You could use CImg which is a small, fast, modern C++ library. It is "header only" so no complicated linking or dependencies.
// http://cimg.eu/reference/group__cimg__tutorial.html
#include <iostream>
#include <string>
#include "CImg.h"
using namespace cimg_library;
int main(int argc,char **argv) {
const unsigned char white[] = { 255,255,255 };
const int width = 320;
const int height = 240;
// Create 3-channel RGB image
CImg<> img(width,height,1,3);
// Create main window
CImgDisplay main_window(img,"Random Data",0);
int frame = 0;
while (!main_window.is_closed()) {
// Fill image with random noise
img.rand(0,255);
// Draw in frame counter
std::string text = "Frame: " + std::to_string(frame);
img.draw_text(10,10,text.c_str(),white,0,1,32);
main_window.display(img);
frame++;
std::cout << "Frame: " << frame << std::endl;
}
}
Here it is in action - the quality is not best because random data is poorly compressible and Stack Overflow has a 2MB image limit. It is good in real-life.

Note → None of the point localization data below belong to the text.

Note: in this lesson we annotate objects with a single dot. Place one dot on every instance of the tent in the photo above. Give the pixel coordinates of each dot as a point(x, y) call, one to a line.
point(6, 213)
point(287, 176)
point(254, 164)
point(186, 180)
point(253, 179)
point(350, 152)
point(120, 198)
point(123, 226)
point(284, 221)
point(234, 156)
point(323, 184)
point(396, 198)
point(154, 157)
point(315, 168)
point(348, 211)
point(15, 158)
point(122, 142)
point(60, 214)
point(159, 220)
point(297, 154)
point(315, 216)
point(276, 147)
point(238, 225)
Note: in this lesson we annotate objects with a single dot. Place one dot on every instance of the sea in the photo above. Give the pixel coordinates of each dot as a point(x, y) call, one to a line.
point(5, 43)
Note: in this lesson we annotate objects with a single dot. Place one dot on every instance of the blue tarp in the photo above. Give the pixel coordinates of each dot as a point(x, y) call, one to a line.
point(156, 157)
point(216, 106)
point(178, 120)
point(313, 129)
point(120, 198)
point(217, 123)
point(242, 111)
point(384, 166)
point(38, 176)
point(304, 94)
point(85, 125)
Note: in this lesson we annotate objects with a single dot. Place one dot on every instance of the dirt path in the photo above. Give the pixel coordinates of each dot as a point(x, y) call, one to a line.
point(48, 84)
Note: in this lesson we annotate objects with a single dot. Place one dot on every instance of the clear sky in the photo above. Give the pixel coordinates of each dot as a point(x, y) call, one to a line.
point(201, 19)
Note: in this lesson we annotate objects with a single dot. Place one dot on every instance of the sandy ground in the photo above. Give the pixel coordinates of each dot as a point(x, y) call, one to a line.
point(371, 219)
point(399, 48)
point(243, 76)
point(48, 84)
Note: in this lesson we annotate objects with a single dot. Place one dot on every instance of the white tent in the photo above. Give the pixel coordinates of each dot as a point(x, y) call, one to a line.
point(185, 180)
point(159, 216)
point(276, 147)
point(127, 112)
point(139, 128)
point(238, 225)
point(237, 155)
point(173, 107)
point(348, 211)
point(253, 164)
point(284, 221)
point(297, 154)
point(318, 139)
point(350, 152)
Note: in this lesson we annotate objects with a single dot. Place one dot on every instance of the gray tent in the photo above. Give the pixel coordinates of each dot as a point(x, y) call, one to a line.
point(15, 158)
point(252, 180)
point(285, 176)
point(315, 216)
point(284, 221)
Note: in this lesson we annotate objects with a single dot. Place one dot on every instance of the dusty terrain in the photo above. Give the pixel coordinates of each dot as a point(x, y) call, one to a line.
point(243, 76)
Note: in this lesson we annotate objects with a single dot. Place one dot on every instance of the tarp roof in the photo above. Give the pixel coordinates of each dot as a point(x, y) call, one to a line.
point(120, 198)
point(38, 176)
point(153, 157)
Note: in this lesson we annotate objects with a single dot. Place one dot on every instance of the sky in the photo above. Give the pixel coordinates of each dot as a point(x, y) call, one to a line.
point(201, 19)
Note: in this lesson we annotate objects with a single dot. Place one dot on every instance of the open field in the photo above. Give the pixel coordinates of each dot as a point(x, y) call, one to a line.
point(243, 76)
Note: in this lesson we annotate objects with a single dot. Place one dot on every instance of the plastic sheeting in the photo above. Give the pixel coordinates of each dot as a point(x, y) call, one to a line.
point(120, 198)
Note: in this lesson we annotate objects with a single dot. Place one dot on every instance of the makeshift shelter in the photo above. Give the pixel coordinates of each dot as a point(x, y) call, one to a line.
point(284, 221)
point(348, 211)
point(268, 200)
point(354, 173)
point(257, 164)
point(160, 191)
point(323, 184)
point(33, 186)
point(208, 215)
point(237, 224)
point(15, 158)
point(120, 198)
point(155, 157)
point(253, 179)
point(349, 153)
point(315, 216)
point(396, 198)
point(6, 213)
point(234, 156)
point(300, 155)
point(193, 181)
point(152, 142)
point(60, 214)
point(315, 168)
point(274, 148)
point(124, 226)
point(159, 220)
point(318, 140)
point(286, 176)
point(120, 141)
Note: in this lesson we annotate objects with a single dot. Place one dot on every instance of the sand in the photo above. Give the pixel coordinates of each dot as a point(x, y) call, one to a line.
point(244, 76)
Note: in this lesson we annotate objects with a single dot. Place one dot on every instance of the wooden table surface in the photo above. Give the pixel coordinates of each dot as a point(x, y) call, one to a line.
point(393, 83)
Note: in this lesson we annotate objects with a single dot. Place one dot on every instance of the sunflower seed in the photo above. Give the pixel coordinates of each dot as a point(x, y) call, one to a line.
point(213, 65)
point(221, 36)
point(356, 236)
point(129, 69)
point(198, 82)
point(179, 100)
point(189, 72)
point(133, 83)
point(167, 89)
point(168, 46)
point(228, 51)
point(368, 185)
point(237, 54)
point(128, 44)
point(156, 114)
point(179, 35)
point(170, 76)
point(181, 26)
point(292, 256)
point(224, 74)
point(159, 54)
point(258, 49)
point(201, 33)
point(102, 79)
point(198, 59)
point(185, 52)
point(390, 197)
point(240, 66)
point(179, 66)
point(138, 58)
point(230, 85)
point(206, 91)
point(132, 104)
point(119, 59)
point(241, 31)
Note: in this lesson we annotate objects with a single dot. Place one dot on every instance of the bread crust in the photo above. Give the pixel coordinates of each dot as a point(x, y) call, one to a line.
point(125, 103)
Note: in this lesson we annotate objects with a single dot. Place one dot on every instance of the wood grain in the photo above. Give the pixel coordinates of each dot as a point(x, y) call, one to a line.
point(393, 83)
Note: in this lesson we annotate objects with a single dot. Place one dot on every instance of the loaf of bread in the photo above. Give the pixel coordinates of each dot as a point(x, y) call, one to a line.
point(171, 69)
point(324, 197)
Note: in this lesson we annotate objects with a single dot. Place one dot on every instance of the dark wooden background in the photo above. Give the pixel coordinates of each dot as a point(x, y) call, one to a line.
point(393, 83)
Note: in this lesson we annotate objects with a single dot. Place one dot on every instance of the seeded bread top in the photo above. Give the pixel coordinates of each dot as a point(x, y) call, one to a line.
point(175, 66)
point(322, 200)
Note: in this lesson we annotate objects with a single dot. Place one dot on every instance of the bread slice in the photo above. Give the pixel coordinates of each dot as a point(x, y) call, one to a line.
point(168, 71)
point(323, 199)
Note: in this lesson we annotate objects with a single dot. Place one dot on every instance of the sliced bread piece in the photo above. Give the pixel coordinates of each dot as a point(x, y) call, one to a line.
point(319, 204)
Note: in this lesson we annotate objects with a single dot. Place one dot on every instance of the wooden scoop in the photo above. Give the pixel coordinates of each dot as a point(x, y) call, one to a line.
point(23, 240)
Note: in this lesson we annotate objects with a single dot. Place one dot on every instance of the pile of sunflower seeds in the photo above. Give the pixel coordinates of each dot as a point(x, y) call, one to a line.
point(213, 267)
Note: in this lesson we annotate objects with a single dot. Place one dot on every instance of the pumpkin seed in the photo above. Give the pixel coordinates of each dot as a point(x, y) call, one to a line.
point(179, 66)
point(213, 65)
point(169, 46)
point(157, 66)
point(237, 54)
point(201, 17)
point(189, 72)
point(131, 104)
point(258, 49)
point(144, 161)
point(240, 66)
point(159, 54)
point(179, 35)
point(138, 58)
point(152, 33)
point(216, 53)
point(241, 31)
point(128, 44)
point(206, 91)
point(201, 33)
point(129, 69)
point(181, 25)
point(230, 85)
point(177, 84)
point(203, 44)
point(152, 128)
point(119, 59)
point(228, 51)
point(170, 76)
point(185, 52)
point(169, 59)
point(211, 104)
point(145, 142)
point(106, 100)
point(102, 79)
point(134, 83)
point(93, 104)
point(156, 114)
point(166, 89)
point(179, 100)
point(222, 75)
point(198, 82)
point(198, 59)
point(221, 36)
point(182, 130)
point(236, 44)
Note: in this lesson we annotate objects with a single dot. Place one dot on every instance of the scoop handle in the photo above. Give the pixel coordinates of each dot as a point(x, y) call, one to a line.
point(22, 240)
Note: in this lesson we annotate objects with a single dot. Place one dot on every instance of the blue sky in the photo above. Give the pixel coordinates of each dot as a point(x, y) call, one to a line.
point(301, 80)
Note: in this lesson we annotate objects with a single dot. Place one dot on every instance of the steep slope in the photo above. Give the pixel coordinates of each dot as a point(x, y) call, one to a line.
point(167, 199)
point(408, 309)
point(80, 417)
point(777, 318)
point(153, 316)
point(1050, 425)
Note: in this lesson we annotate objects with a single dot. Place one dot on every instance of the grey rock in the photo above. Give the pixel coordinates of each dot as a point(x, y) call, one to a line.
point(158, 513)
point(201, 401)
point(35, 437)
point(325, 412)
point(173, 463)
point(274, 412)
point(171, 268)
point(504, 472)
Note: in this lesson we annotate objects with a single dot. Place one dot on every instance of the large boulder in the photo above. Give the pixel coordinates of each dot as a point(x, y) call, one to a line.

Note that as I am using X11 underneath here, the compilation command must define cimg_display
so will look something like:
g++ -Dcimg_display=1 -std=c++11 -I /opt/X11/include -L /opt/X11/lib -lx11 ...
Note also that I am using img.rand()
to fill the image with data, you will want to get img.data()
which is a pointer to the pixel buffer and then memcpy()
your image data into the buffer at that address.
Note that I also did some stuff with writing to the framebuffer directly in another answer. That was in Python but it is easily adapted.